Class RainbowDQNAgent<T>

Namespace: AiDotNet.ReinforcementLearning.Agents.Rainbow

Assembly: AiDotNet.dll

Rainbow DQN agent combining six extensions to DQN.

public class RainbowDQNAgent<T> : DeepReinforcementLearningAgentBase<T>, IRLAgent<T>, IFullModel<T, Vector<T>, Vector<T>>, IModel<Vector<T>, Vector<T>, ModelMetadata<T>>, IModelSerializer, ICheckpointableModel, IParameterizable<T, Vector<T>, Vector<T>>, IFeatureAware, IFeatureImportance<T>, ICloneable<IFullModel<T, Vector<T>, Vector<T>>>, IGradientComputable<T, Vector<T>, Vector<T>>, IJitCompilable<T>, IDisposable

Type Parameters

T: The numeric type used for calculations.

Inheritance: object

ReinforcementLearningAgentBase<T>

DeepReinforcementLearningAgentBase<T>

RainbowDQNAgent<T>

Implements: IRLAgent<T>

IFullModel<T, Vector<T>, Vector<T>>

IModel<Vector<T>, Vector<T>, ModelMetadata<T>>

IModelSerializer

ICheckpointableModel

IParameterizable<T, Vector<T>, Vector<T>>

IFeatureAware

IFeatureImportance<T>

ICloneable<IFullModel<T, Vector<T>, Vector<T>>>

IGradientComputable<T, Vector<T>, Vector<T>>

IJitCompilable<T>

IDisposable

Inherited Members: DeepReinforcementLearningAgentBase<T>.Networks

DeepReinforcementLearningAgentBase<T>.ParameterCount

DeepReinforcementLearningAgentBase<T>.Dispose()

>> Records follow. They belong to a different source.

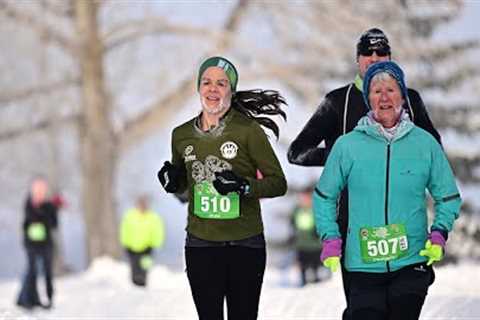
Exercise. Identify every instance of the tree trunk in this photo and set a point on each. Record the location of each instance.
(97, 144)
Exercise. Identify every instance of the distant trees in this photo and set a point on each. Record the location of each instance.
(67, 66)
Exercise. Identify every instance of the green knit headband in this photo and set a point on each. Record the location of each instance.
(223, 63)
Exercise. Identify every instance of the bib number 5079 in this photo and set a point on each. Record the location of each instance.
(382, 247)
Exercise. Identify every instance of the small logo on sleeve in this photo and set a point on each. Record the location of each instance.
(229, 150)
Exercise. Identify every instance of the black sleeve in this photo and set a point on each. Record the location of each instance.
(420, 115)
(304, 150)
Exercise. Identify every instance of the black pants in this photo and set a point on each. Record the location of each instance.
(308, 260)
(137, 273)
(28, 296)
(234, 273)
(395, 295)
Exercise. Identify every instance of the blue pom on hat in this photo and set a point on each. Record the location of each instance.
(389, 67)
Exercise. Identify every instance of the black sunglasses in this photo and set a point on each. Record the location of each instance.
(381, 52)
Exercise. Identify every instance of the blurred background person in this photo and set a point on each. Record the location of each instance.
(40, 220)
(339, 113)
(141, 231)
(387, 163)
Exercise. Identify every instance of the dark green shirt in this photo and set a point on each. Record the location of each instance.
(239, 144)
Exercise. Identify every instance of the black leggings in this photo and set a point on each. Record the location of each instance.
(231, 272)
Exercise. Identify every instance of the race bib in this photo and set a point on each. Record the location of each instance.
(383, 243)
(37, 232)
(209, 204)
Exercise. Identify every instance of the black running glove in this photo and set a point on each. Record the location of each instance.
(169, 176)
(227, 181)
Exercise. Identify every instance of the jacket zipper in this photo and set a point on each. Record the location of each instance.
(387, 183)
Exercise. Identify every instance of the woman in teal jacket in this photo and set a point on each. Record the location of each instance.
(387, 163)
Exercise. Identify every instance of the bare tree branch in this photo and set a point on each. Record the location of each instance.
(41, 89)
(165, 108)
(39, 126)
(44, 30)
(133, 30)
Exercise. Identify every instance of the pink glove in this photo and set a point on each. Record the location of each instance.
(331, 248)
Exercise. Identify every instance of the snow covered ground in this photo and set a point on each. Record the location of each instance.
(104, 292)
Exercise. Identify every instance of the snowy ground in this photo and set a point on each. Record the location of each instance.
(104, 292)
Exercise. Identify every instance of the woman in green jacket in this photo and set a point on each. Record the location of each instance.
(141, 231)
(387, 163)
(217, 157)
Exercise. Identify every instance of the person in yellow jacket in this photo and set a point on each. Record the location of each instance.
(141, 231)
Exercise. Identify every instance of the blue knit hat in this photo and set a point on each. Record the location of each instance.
(223, 63)
(389, 67)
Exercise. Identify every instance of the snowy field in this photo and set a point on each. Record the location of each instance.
(104, 292)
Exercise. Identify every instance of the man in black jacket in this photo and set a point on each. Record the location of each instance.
(339, 113)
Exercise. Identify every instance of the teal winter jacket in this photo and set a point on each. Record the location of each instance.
(387, 183)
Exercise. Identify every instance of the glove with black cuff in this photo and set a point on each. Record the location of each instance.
(227, 181)
(169, 176)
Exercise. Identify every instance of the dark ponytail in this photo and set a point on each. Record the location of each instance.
(254, 103)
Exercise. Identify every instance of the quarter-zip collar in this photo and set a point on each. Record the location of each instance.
(370, 126)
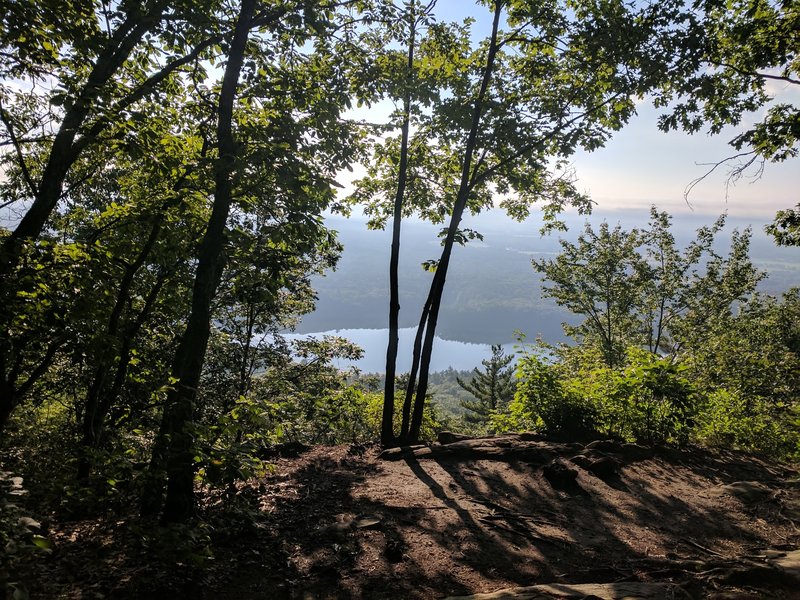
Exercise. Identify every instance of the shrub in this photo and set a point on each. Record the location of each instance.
(728, 419)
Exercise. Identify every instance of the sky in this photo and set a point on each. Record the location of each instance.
(641, 165)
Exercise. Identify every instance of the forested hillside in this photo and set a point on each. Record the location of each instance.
(166, 172)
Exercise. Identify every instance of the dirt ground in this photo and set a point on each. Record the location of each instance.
(469, 517)
(436, 523)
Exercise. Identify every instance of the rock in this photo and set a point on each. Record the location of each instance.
(584, 591)
(634, 452)
(393, 551)
(789, 564)
(448, 437)
(367, 522)
(602, 467)
(758, 576)
(604, 446)
(400, 452)
(560, 475)
(749, 492)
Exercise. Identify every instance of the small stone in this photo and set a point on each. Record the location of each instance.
(448, 437)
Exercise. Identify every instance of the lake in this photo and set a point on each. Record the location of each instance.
(461, 356)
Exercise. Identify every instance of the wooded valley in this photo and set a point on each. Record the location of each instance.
(165, 173)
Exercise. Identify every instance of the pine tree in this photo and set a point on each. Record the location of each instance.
(493, 388)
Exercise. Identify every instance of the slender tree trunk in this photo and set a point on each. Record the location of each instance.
(180, 408)
(7, 404)
(93, 417)
(437, 286)
(412, 376)
(65, 151)
(387, 423)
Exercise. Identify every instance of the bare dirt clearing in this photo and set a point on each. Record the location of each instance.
(515, 516)
(480, 515)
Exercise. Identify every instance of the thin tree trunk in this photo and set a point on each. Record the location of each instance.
(387, 423)
(412, 377)
(180, 408)
(92, 417)
(64, 151)
(437, 285)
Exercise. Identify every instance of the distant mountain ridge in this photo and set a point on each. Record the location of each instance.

DeepReinforcementLearningAgentBase<T>.GetPolicyNetworkForJit()

DeepReinforcementLearningAgentBase<T>.SupportsJitCompilation

DeepReinforcementLearningAgentBase<T>.ExportComputationGraph(List<ComputationNode<T>>)

ReinforcementLearningAgentBase<T>.NumOps

ReinforcementLearningAgentBase<T>.Random

ReinforcementLearningAgentBase<T>.LossFunction

ReinforcementLearningAgentBase<T>.LearningRate

ReinforcementLearningAgentBase<T>.DiscountFactor

ReinforcementLearningAgentBase<T>.TrainingSteps

ReinforcementLearningAgentBase<T>.Episodes

ReinforcementLearningAgentBase<T>.LossHistory

ReinforcementLearningAgentBase<T>.RewardHistory

ReinforcementLearningAgentBase<T>.Options

ReinforcementLearningAgentBase<T>.Predict(Vector<T>)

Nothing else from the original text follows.